New Book On Edward Hopper 

Avis Berman has written a new book to be released in April which shows how the painter Edward Hopper documented life in New York City through his work. The New York Times printed a story by her yesterday and here is an excerpt that I only partially agree with:

People become hardened by materialistic pressures, he concluded, and to survive,
they grow indifferent or estranged from one another. Hopper probed this idea in
his representations of white-collar workers inhabiting the drab, impersonal
offices in paintings like "Office at Night" and "Conference at Night," both done
in the 1940's. Even before he had established himself as a delineator of New
York places, the artist had already pinpointed a New York state of mind. That
state is not so much "loneliness," as the maudlin clich´┐Ż about him would have
it, but a tougher and more unsparing isolation that touches on the traps of
modern urban existence, one in which individuals must become inured to life's
insults and injuries.

I think the author has taken the easy way out by describing the isolation found in his paintings in such a depressing manner.

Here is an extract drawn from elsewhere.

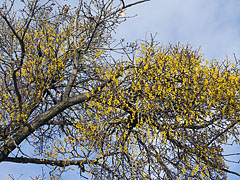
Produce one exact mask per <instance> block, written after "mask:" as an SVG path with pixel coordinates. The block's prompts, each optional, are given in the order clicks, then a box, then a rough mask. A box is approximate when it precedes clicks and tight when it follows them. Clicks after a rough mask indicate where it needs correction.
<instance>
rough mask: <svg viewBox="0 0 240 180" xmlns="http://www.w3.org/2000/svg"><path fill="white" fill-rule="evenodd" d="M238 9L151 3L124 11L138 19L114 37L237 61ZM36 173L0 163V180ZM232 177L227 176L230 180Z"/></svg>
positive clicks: (32, 168) (235, 150) (128, 40)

Compare Ms. Berman's writing with that of the excellent review Laura Cumming wrote regarding last Summer's exhibition at the Tate Modern:

A great Hopper, in the paint, is all stillness, silence, solidity. Not the
stillness of Vermeer, of stopped yet reverberating time, but a stillness all of
his own: the hiatus, the lapse, the longueur, the moment between significant
moments.

If you go to the link for the article you will find a tremendous slide show featuring Hopper's scenes from New York. By the way, we saw 18 of his paintings on our trip last week.